Quando ho scritto i brani non mi sono posto il problema di piacere a Tizio o Caio o di essere allineato a un determinato genere; semplicemente ho scritto delle cose che piacessero a me, completandole quando sentivo che erano pronte per essere espresse (da lì anche il tempo molto dilatato). Non volevo sentirmi sotto pressione, visto che lo sono abbastanza con i lavori di studio “normali”. D’altro canto mi son potuto permettere di mettere dentro quello che è il mio mondo sonoro, che ho amato crescendo e che mi è rimasto indelebilmente addosso, filtrandolo però anche con l’esperienza maturata in tutti questi anni: ho il massimo rispetto per chi decide di approcciarsi al prog in maniera “filologica”, io però preferisco non dimenticarmi che son passati 40 anni che, nel bene o nel male, hanno portato cose diverse che mi è piaciuto contaminare e inserire nella mia musica. Infine, quello che non ho mai voluto perdere di vista nel percorso, è la melodia: di base sono tutte delle canzoni, e ci tenevo che le parti strumentali fossero funzionali a un racconto più che a un’esibizione di tecnica (che peraltro non penso di possedere particolarmente). Diciamo, riprendendo una citazione di Jimmy Page, che non mi è interessata così tanto la tecnica quanto le emozioni che questa musica mi suscitava e forse sono riuscito a trasferire tutto ciò, almeno in parte, agli ascoltatori.

Avete preparato date dal vivo per proporre il disco in fase live?
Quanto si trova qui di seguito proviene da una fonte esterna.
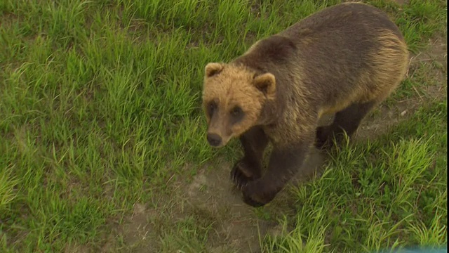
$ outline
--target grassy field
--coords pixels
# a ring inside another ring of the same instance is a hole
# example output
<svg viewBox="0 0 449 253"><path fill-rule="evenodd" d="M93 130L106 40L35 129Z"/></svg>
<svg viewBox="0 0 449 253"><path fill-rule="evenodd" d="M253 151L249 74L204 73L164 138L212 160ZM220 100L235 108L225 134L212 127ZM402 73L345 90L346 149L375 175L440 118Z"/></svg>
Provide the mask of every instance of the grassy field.
<svg viewBox="0 0 449 253"><path fill-rule="evenodd" d="M368 2L408 77L270 205L205 141L204 65L340 1L0 0L0 252L358 252L447 244L447 3Z"/></svg>

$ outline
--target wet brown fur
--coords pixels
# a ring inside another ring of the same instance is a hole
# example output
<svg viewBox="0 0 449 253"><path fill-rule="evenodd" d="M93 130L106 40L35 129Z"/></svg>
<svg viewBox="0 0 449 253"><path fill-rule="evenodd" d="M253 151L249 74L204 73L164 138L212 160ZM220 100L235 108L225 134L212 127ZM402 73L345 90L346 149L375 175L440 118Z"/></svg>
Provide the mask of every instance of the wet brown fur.
<svg viewBox="0 0 449 253"><path fill-rule="evenodd" d="M206 117L209 131L222 135L223 145L233 137L242 141L246 155L232 174L243 186L246 202L255 207L271 201L316 138L323 144L340 128L354 133L401 83L408 62L403 37L385 13L347 3L258 41L229 63L206 67L213 74L204 79L203 104L217 100L221 113ZM254 78L265 73L275 82L264 93L255 89ZM245 119L229 124L226 112L236 104L246 112ZM317 129L323 114L335 112L333 125ZM268 141L274 150L262 176L257 160Z"/></svg>

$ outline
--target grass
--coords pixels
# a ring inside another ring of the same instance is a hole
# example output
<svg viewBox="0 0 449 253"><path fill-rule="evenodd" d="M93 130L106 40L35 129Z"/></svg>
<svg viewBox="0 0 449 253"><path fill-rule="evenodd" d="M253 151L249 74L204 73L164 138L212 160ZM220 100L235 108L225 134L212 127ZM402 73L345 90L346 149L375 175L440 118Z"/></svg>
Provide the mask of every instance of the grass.
<svg viewBox="0 0 449 253"><path fill-rule="evenodd" d="M337 2L1 1L0 251L98 250L135 203L179 209L161 199L174 182L236 155L235 143L217 151L204 141L206 63ZM445 32L445 1L368 2L390 13L412 52ZM416 67L394 99L428 85L435 67ZM261 237L262 248L447 243L447 109L429 105L391 133L333 155L321 179L292 190L296 214L284 221L294 229ZM162 252L207 251L224 240L213 235L219 214L173 221L161 212L152 240ZM111 250L125 251L126 238L114 236Z"/></svg>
In realtà una data è già fissata per quest’autunno assieme agli amici dei Logos, però per scaramanzia scioglierò la riserva dopo che avremo fatto… almeno una prova!
Scherzi a parte, sì, c’è la voglia di proporre Back to the Stars dal vivo, anche se sarà un’impresa non semplice, perché, come penso avrai sentito,  è un disco molto “denso”, e qualcosa dovremo sacrificare nel live, o perlomeno aiutarci con la tecnologia non potendo essere in quindici sul palco. L’idea è comunque di contenere la live band ai cinque elementi classici, anche per semplificare logistica, prove e impegni di tutti.
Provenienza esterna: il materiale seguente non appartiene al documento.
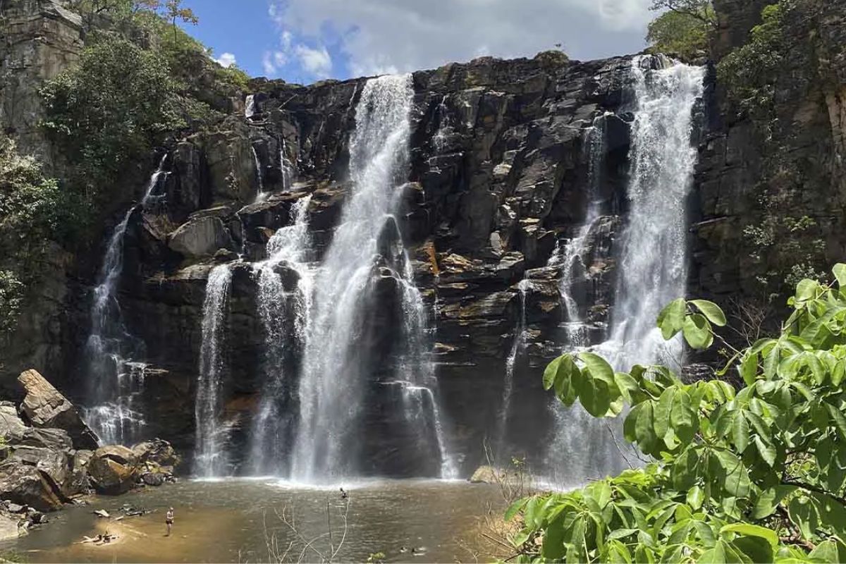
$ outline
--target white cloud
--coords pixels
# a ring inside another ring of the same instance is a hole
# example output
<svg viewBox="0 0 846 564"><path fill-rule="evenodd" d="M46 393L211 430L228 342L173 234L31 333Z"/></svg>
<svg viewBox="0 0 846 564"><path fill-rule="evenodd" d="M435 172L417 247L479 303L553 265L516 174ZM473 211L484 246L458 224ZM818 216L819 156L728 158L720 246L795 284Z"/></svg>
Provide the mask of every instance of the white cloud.
<svg viewBox="0 0 846 564"><path fill-rule="evenodd" d="M640 51L651 0L270 0L280 43L328 73L304 43L337 45L350 74L431 68L480 54L531 57L557 43L574 58ZM292 38L293 34L293 38ZM287 39L286 39L287 36ZM333 47L334 52L334 47ZM322 54L322 52L321 52ZM308 68L306 68L308 70ZM336 74L340 70L334 65ZM316 73L313 73L316 74Z"/></svg>
<svg viewBox="0 0 846 564"><path fill-rule="evenodd" d="M294 47L294 52L303 68L315 76L325 79L332 72L332 57L326 47L312 49L300 43Z"/></svg>
<svg viewBox="0 0 846 564"><path fill-rule="evenodd" d="M235 64L235 56L232 53L223 53L220 57L215 59L222 67L228 68L232 65Z"/></svg>

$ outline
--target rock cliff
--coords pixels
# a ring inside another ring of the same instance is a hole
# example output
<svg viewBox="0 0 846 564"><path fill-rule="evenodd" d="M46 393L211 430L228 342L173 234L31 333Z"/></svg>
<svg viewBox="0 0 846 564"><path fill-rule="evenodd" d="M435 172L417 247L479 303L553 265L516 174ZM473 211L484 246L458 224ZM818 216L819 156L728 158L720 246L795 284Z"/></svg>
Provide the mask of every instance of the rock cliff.
<svg viewBox="0 0 846 564"><path fill-rule="evenodd" d="M19 30L0 46L8 78L0 91L0 118L24 146L49 162L48 147L33 128L38 109L21 106L25 101L37 105L37 96L14 85L31 89L36 79L72 63L80 45L79 25L55 3L13 3L8 17L19 22L14 29ZM745 41L760 3L715 2L727 22L718 51L728 52ZM842 258L846 241L841 225L846 24L842 0L821 3L820 10L810 27L797 25L806 31L797 36L798 44L812 36L812 48L797 49L788 61L777 100L779 116L789 124L782 129L789 132L784 143L808 171L802 201L824 237L826 259L833 261ZM36 39L41 30L49 40ZM15 63L23 60L28 63ZM524 318L528 355L517 367L514 419L540 424L515 432L530 452L545 439L531 430L548 426L543 420L548 415L533 407L543 393L539 367L560 349L562 324L568 320L556 263L558 243L575 235L585 219L594 166L587 132L601 116L603 182L596 199L602 218L587 234L572 287L583 309L580 318L597 338L613 308L618 233L628 206L630 64L626 57L581 63L546 52L511 61L483 57L413 75L411 172L398 195L398 222L415 282L437 312L431 337L438 380L465 470L479 462L485 430L494 426L504 360ZM804 74L809 82L801 87L793 84L793 71L806 73L809 65L816 74ZM711 73L690 211L690 293L725 303L739 290L754 294L755 277L766 269L766 260L751 264L738 249L744 227L758 218L753 189L765 175L767 149L749 117L730 111L715 80ZM365 81L299 86L255 79L244 100L233 104L244 107L241 102L251 96L249 117L230 115L212 130L166 147L163 178L153 197L129 216L118 292L128 331L146 344L142 402L151 436L165 437L180 449L193 441L201 320L211 269L234 263L239 254L253 261L264 258L270 236L290 222L292 206L306 195L311 196L309 224L318 255L331 241L349 194L349 135ZM136 200L145 189L133 187ZM255 201L260 190L270 195ZM86 379L81 356L102 255L102 248L94 249L91 256L57 260L47 267L56 279L52 309L35 310L15 344L24 351L18 358L50 369L68 390L81 392ZM390 281L376 282L390 287ZM389 291L384 298L389 304ZM225 353L232 367L225 416L236 429L249 425L261 386L256 375L264 337L255 301L254 271L239 263ZM368 321L389 327L395 322L389 309L376 310ZM18 368L10 364L6 370ZM376 404L368 416L373 424L390 424L377 412ZM236 433L234 440L243 437ZM392 467L380 457L396 446L391 441L404 440L397 435L368 446L373 469L413 474L414 468Z"/></svg>

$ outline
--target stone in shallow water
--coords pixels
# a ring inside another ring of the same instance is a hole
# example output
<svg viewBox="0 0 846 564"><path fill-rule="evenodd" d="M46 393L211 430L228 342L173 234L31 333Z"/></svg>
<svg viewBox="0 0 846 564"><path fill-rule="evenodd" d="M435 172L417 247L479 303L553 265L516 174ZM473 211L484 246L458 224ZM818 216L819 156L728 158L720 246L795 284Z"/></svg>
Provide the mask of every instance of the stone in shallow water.
<svg viewBox="0 0 846 564"><path fill-rule="evenodd" d="M114 496L129 491L137 479L138 458L126 446L101 446L88 463L88 474L94 488Z"/></svg>
<svg viewBox="0 0 846 564"><path fill-rule="evenodd" d="M40 511L55 511L63 505L44 474L21 461L0 465L0 498Z"/></svg>

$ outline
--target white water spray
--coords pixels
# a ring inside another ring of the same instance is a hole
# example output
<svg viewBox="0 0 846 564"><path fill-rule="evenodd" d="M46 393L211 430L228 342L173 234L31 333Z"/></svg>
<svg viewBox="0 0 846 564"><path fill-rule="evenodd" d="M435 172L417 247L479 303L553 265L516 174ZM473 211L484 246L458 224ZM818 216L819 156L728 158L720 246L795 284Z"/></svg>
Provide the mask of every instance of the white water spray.
<svg viewBox="0 0 846 564"><path fill-rule="evenodd" d="M164 172L165 154L147 183L139 205L146 205L158 189ZM129 334L118 300L118 286L124 271L124 237L132 207L118 223L106 248L100 267L94 302L91 332L85 343L88 397L86 423L102 444L130 444L140 440L146 421L141 395L146 365L137 360L144 355L144 342ZM135 360L134 360L135 359Z"/></svg>
<svg viewBox="0 0 846 564"><path fill-rule="evenodd" d="M229 470L226 452L229 429L222 420L222 387L228 372L225 339L231 284L231 265L215 266L206 283L203 340L194 408L196 424L194 471L201 478L223 476Z"/></svg>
Che cosa avete pianificato per il futuro prossimo, relativamente ai progetti musicali?

Come futuro prossimo siamo proiettati verso la preparazione dei live: non ci interessa suonare in ogni buco, un po’ per i numerosi impegni di tutti e soprattutto perché non ha senso col genere che facciamo, tenderemo quindi a privilegiare delle date “mirate”, dove serve e dove ci possa essere attenzione per questo tipo di musica: purtroppo come ben sai viviamo nell’era delle band tributo e diventa veramente inutile voler suonare alla classica festa della birra dove la gente si aspetta l’ennesimo Vasco/Liga etc. A parte il discorso live, ci sono già un paio di brani musicalmente finiti che andranno a far parte di un prossimo disco che mi piacerebbe fosse un concept (ho già delle idee in testa, si tratta solo di vedere se riuscirò a collegarle correttamente scrivendo poi direttamente i testi in Inglese) e che, prometto, non impiegherò altri dieci anni a realizzare!

Dimenticavo... da dove arriva un nome così complicato come  Røsenkreütz?

Stavo leggendo un libro saggistico su massoneria e rosacrocianesimo e mi ha incuriosito la figura di Christian Rosenkreutz che, a tutt'oggi, non si sa se sia realmente esistito. Il nome mi è “risuonato” bene e ho pensato che potesse essere giusto; successivamente ne ho alterato leggermente la grafia, perchè facendo una ricerca in rete ho scoperto che in giro per il mondo ci sono un tot di band (tutte minori da quel che ho potuto vedere) con nomi simili, e poi graficamente mi piaceva, con quei caratteri scandinavi.